The Philippines will ship back to Canada the wastes that arrived in the country in early 2013.
The Bureau of Customs (BOC) in the Philippines made this announcement in a statement on September 6, 2016.
President Rodrigo Duterte, when he was still mayor of Davao City in July 2015, called on then President Benigno Aquino III to protest Canada’s trash in the Philippines.
Aquino did not raise the issue in his bilateral meeting with Canadian Prime Minister Justin Trudeau in 2015.
The Canadian prime minister was confronted with the question during a press conference at the Asia-Pacific Economic Cooperation (APEC) Summit in Manila in November that year.
Trudeau was non-committal on the call of Filipino environmental groups for his country to bring back the container vans of trash illegally shipped to the Philippines.
The BOC said in the statement that an inter-agency committee has agreed to push through with a court’s order on the repatriation of the 2,500 tons of trash that came from Vancouver.
The inter-agency committee includes the BOC, Departments of Foreign Affairs, Environment and Natural Resources, and Justice.
In a meeting on September 5, the committee expressed favor on the June 30 decision of the Manila Regional Trial Court Branch 1 Judge Tita Bughao-Alisuag, ordering the shipping back of the wastes to Canada at the expense of the importer.
The June 30 court order covers fifty forty-footer (50×40) containers found to have assorted heterogeneous plastic materials, all consigned to Chronic Plastics Inc.
The containers, parked at the Subic and Manila International Container Yards, are said to be causing port congestion, posing hazards to public health, and incurring expenses on the part of BOC.
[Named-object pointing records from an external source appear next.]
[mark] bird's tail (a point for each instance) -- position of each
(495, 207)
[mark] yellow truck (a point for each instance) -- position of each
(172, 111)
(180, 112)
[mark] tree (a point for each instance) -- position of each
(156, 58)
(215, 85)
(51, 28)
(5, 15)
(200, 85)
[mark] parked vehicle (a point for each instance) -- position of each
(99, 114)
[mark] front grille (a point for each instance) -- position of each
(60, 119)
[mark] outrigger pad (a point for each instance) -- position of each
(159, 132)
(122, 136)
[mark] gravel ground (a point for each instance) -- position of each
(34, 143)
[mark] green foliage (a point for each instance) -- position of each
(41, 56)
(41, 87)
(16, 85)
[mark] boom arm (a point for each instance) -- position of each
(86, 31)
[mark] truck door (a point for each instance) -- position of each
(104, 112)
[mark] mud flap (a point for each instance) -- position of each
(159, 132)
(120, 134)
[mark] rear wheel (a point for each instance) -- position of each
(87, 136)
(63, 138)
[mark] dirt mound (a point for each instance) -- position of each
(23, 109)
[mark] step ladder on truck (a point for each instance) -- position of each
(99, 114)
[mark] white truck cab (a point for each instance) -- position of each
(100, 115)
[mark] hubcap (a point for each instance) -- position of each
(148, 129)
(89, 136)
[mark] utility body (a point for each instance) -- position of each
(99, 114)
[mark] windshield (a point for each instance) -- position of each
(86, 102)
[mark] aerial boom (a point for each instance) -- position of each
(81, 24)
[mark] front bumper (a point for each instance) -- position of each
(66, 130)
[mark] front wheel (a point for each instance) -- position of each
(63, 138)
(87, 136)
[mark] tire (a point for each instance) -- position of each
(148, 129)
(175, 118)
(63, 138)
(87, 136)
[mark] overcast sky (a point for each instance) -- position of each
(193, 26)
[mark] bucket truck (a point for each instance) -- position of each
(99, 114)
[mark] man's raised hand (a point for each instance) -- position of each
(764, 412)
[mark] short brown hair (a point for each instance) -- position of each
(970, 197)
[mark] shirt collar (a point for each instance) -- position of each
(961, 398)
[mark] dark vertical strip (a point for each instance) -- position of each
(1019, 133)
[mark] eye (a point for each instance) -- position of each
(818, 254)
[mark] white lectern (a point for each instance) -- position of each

The Manila regional trial court will conduct another hearing on the case on September 30, with the Department of Justice set to file a motion for the execution of the order.
In February 2014, the BOC filed charges against Adelfa Eduardo, owner of Chronic Plastics, a firm in Valenzuela City, for allegedly violating the Tariff and Customs Code of the Philippines (TCCP) and the Toxic Substance and Hazardous Wastes and Nuclear Wastes Control Act of 1990 (Republic Act 6969).
Also charged were the company’s licensed customs brokers Leonora Flores and Sherjun Saldon.
Republic Act 6969 prohibits the importation of hazardous waste to the Philippines. The TCCP holds an importer criminally liable for illegal imports.
Canada had said it does not have a law that would force it to take back the garbage, and asked the Philippines to dispose of them locally.